You'll rarely hear anyone defend the U.S. Treasury, or the IRS in particular, but it's not geared to reverse engines, aggregate and utilize prior-year bank records to send out tens of millions of checks. They have been asked to use stale information to send out a current stimulus. Remember, tax filings have been delayed, so they don't have current information. Out of a legitimate concern for citizen privacy and to avoid the impact of a potential cyber incident, the IRS had not aggregated all of your banking data before. Had they done so, the conspiracy theorists would be making hay. There's no button that says, "send payments to all citizens with incomes under X, and stratify as incomes increase". It's a monumental undertaking. Despite that, 80 million people already have their money. The physical checks take time, printing 5 million checks a week and starting with the lowest earners. If you don't have banking information to make direct deposits on the balance of those who appear to qualify, and you have a physical constraint on how many checks you can print a week, how would you do it? For those who have changed banks, or who have had their accounts closed due to unpaid overdrafts, how would you know this was the case until you sent the electronic deposit, and then how would you remedy the situation if you now have no current record of where the citizen banks (some Libertarians, in a different scenario, might be happy about that)?

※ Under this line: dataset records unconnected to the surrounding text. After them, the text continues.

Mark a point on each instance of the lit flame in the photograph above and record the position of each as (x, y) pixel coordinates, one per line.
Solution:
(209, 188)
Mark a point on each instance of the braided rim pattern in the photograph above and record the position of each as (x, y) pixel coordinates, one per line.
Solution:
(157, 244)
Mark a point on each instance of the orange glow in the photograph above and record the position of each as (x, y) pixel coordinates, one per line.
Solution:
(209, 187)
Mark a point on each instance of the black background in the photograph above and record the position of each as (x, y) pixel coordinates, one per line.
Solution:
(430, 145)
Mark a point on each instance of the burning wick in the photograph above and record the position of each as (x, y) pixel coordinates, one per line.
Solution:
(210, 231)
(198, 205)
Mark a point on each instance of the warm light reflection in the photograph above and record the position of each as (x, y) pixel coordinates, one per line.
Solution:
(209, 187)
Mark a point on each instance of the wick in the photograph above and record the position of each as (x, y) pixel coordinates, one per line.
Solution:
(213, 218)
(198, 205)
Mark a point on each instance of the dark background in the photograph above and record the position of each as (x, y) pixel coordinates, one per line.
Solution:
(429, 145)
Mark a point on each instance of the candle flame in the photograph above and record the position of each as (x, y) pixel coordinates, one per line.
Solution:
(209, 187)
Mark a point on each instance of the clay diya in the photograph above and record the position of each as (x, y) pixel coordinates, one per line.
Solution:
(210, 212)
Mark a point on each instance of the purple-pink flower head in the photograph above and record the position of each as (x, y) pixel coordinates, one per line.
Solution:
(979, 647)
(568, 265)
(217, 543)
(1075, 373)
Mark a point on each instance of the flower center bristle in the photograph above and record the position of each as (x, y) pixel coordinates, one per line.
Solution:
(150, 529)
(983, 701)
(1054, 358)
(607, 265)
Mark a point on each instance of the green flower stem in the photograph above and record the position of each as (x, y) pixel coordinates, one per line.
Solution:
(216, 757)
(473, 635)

Similarly, the SBA has been under heat for a lack of responsiveness under the Payroll Protection Program. The first round of originations, around $250 billion, went off in a few weeks and represents about ten years of normal SBA volume (this is in dollars, the actual number of loans processed is far greater than tenfold). The second round is on the cusp of being finalized. Together, these loans would create the nation's fourth largest bank.
It's not making ventilators, but it's not the push of a button to print 60 million checks. I expect Treasury to beat their published estimates on printing dates, but physical check printing - and addressing the exceptions to the mass electronic transmission - will take time. The stragglers with unusual exceptions will take months, plenty of material for lazy newspaper writers to cover.